At the same time, Lukashenka accepted that it is time to modify Belarusian foreign policy, "under the conditions of military-political and Euro-Atlantic integration." In addition, earlier this month Syarhey Martynau, Belarus's permanent representative to NATO, officially invited NATO to participate for the first time in the country's next large military exercise planned for 2004.

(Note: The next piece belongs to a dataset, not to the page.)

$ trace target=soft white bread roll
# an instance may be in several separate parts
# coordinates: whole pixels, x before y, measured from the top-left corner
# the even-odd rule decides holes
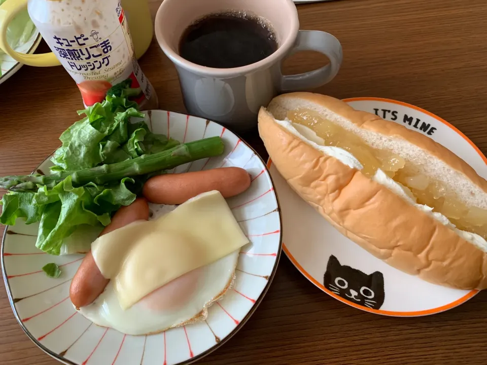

Like Lukashenka, Martynau reiterated Belarus's principled continued opposition to NATO expansion. "Belarus cannot disregard the new reality," he said, adding, "at the same time, we must not allow new demarcation lines to affect our borders." In other words, Lukashenka has moved toward a more pragmatic view of NATO similar to Putin's. "We must take the current situation into account, adjust our policy, and get used to this reality," Lukashenka warned his Security Council.
However, it remains to be seen whether Lukashenka is sincere in his rapprochement toward NATO. The new Belarusian military doctrine adopted in February does not regard any state as a potential adversary. At the same time, two of the specified "external military threats" continue to be "expansion of military blocs and alliances" and "interference in Belarusian internal affairs." All international organizations of which Belarus is a member, or of which it aspires to join, have a right to comment on the internal affairs of member states. But defining that right as an "external threat" harps back to the Soviet era when the USSR refused to accept that its internal affairs could be the subject of international attention under the Commission on Security and Cooperation in Europe's Helsinki accords. In addition, classifying the expansion of military blocs and alliances as a "threat" is a clear allusion to NATO, because Minsk does not view the expansion of the CIS Collective Security Organization as a "threat."
Belarus will not seek NATO membership under Lukashenka as he has ruled out any "radical" steps. "Partnership," rather than "confrontation," is what Minsk now seeks. In this regard, the Russian daily "Izvestiya" is probably correct in suggesting that the adjustment in Minsk's position -- like Ukraine's recent statement of its intention to seek NATO membership -- was undertaken in response to the speed with which Russia has moved ahead in its relations with the United States and NATO since 11 September.